We have all seen the picture of the dinghy named “Original Contract” attached to the yacht named “Change Order”. Throughout the history of construction, there is no doubt that there are likely many instances where this has been the case, but it doesn’t necessarily mean that it was unjustified or even an overly inflated change order value. The truth of the matter is that change orders are a necessity in construction contract administration and are born out of a variety of situations and reasons. As an OPM, we see it as a critical part of our job to ensure a solid change management process on every project we are involved in.
The key components to a well-done change management process are well-written contracts, communication, and discipline.
Establishing Solid Contracts and Ground Rules for Effective Change Management
The entire process begins with solid contracts, both between the Owner and the CM/GC and between the CM/GC and the subcontractors. It is important that the contract detail the GC/CM and subcontractor mark-ups and notice requirements. Some of the best contracts we have administered are also very clear about what costs will or will not be accepted as part of change orders, or have limits/thresholds that govern how and when they can be included. Provisions regarding small tools required by subcontractors to perform that their work is an example. Some contracts do not allow small tools and equipment to be a mark-up percentage, but rather require a detailed showing of additional usage based on the scope of the change order, i.e. more interior demolition in a new work area in an occupied building could require an additional negative air machine onsite and more saw blades to be consumed.
Once the contracts are established, a kickoff meeting between all of the stakeholders must be scheduled. The “ground rules” for the change management process, consistent with the contract provisions, are confirmed at this meeting. On many of our projects, we have had success with creating work flow diagrams that illustrate accepted paths where a change event can become an approved change order. These work flow diagrams are also intended to pick-up scope changes that are generated outside of the customary process: architect issues a proposal request (PR) to the CM/GC for pricing or to proceed on a time and materials basis.

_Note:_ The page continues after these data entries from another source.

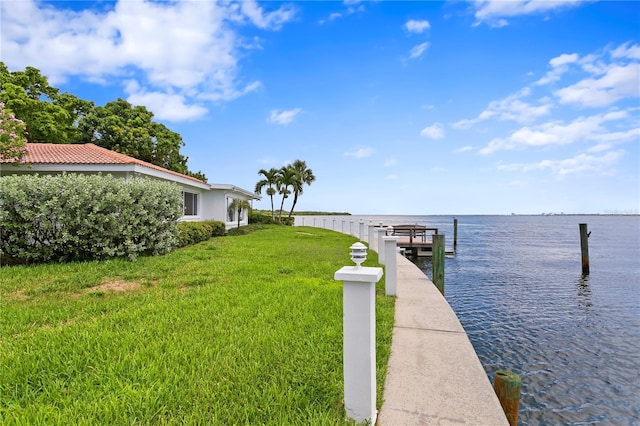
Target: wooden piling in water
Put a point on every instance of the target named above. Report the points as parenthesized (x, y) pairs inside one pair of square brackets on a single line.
[(507, 388), (455, 234), (437, 261), (584, 248)]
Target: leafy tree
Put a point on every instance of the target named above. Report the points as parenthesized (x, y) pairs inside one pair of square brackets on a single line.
[(271, 182), (286, 179), (12, 136), (54, 117), (130, 130), (238, 206), (303, 176), (50, 116)]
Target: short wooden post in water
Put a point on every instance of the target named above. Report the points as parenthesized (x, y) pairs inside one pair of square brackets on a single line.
[(437, 261), (391, 274), (381, 233), (584, 248), (455, 234), (371, 234), (359, 327), (507, 387)]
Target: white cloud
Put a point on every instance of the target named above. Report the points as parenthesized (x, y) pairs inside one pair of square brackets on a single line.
[(189, 50), (165, 106), (464, 149), (495, 12), (582, 129), (581, 163), (510, 108), (618, 82), (391, 161), (360, 152), (626, 51), (268, 20), (337, 15), (418, 50), (559, 65), (418, 27), (283, 117), (435, 131)]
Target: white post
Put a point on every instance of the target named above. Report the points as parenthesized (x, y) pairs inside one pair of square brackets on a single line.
[(390, 250), (359, 327), (371, 233), (381, 254)]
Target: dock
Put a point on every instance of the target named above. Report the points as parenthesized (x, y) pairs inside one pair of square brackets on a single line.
[(413, 239)]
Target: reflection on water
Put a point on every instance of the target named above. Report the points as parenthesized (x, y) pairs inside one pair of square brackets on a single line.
[(516, 285), (584, 293)]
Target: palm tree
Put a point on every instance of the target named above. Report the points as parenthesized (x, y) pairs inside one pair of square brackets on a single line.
[(286, 178), (238, 205), (270, 180), (303, 176)]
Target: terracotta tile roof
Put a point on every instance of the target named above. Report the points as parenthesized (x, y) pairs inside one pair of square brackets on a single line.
[(51, 153)]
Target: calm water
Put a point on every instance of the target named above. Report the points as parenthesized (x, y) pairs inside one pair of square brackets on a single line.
[(516, 285)]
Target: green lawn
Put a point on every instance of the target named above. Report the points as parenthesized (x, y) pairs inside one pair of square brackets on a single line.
[(235, 330)]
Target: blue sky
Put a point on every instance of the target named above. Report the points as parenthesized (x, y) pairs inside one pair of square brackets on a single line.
[(415, 107)]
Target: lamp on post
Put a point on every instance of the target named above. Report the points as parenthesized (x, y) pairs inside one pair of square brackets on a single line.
[(359, 328)]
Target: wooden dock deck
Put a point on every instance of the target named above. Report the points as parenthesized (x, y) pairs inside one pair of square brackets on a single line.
[(414, 239)]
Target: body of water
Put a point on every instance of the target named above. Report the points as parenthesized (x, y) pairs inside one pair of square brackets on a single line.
[(516, 285)]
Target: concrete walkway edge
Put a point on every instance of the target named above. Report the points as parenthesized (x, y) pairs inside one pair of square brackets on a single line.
[(434, 376)]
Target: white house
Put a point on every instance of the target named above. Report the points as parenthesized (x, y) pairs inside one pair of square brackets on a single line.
[(201, 200)]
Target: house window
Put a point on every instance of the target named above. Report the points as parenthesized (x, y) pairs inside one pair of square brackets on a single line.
[(190, 203)]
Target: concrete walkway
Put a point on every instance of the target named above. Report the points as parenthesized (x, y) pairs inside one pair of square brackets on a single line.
[(434, 376)]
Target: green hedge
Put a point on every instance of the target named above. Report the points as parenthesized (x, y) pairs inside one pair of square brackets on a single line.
[(244, 230), (81, 217), (194, 232)]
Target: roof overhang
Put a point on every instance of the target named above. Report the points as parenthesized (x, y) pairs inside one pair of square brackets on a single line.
[(235, 190)]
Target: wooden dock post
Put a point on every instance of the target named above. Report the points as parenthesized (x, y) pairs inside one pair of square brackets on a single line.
[(437, 261), (455, 234), (584, 248), (507, 387)]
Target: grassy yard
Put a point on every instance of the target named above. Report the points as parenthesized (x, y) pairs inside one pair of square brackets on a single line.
[(235, 330)]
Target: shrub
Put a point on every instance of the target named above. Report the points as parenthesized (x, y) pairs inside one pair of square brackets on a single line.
[(261, 217), (194, 232), (82, 217), (243, 230)]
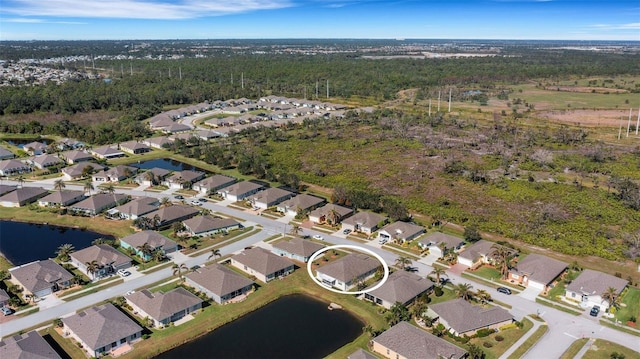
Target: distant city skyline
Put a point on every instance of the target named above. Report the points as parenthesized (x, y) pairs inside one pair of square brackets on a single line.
[(358, 19)]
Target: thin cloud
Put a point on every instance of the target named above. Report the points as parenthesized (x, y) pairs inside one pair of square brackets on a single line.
[(138, 9)]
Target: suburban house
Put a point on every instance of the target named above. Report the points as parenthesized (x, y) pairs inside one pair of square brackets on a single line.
[(345, 273), (537, 271), (136, 208), (270, 197), (99, 203), (299, 204), (207, 225), (365, 222), (183, 179), (400, 287), (61, 198), (41, 278), (75, 156), (462, 318), (109, 260), (438, 242), (106, 152), (81, 170), (220, 283), (262, 264), (134, 147), (27, 345), (45, 160), (407, 341), (212, 184), (330, 213), (155, 240), (101, 329), (13, 167), (297, 248), (588, 287), (170, 214), (400, 231), (164, 308), (22, 196), (240, 190), (152, 177), (115, 174)]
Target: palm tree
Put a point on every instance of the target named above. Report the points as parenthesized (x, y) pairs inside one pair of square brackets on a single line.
[(463, 290), (178, 269), (64, 251)]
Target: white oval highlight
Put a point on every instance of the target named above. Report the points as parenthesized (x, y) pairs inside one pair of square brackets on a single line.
[(349, 246)]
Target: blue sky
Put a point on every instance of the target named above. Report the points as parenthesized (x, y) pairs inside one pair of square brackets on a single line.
[(260, 19)]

The aforementioned “known” change management cycle is most often captured on logs prepared by the architect (PR Log), the CM/GC (CR or PCO Log), and the OPM (PCO Log) and communicated at weekly Project Meetings with the Owner, Architect, and CM/GC. The peripheral scope changes that the work flow diagrams are meant to capture are often generated as a result of a Request for Information (RFI), or from the design team’s notes on shop drawings or submittals. There is also the possibility of communications between the CM/GC and the Users being interpreted as a “verbal” change directive. All of these scenarios are the root for the old saying (and concern) that the CM/GC “could have a desk drawer full of slips and change requests from subcontractors”, which would come as a surprise to the Owner at the end of the project. Here is where ground rules come in, which inherently create a communication chain, discipline, and accountability for the project team to ensure that this scenario does not occur.
Effective Communication and Collaborative Change Management for Project Success
The ground rules start with real-time communication of potential changes to the contract scope of work. Most projects have a weekly construction meeting in which the Architect, OPM and CM/GC are working through technical items like RFIs, submittals, reviewing schedules and change orders. The team must be disciplined during these meetings. At the kickoff meeting, the team should agree that any adjustment in the time or cost must be acknowledged and discussed during these meetings. If the team determines that there is a potential change, then the item is assigned a Potential Change Order number and added to the respective logs. When this process works as outlined, two important scenarios are created. First, the project team is given the opportunity to potentially prevent the scope changes working collaboratively and creatively together. Second, the Owner becomes aware of the change, has an opportunity to assess cost and budget considerations in real-time, and can make informed decisions authorizing “optional” changes based on accurate data.
With clear contract terms and agreed-upon ground rules based upon those terms, the change orders can be assembled, reviewed, and approved in a timely fashion. This keeps cash flowing to the CM/GC and its subcontractors, which is a critical component to a successful project, especially in our current busy Massachusetts construction market.
A key role of an OPM is to ensure that the change management process happens consistently throughout the project and that each team member is accountable for their piece of the process. It is equally as important to avoid having the change management process be perceived as “negative” in that that someone may not doing their job or that someone is trying to take advantage of the change process. While some of the change process may result in “difficult” discussions, it is each team member’s job to confront those discussions in a professional, reasonable, and collaborative manner to ensure a fair outcome per the terms of the contract. It is understood in the industry that a good project will still have change orders ranging from 3-5% of the original contract value on a renovation project, and 1-3% on new construction. When contract terms ensure fair pricing, and real-time communication of changes is diligently reported to eliminate surprises, then the change management process can be one of the pillars for a successful project.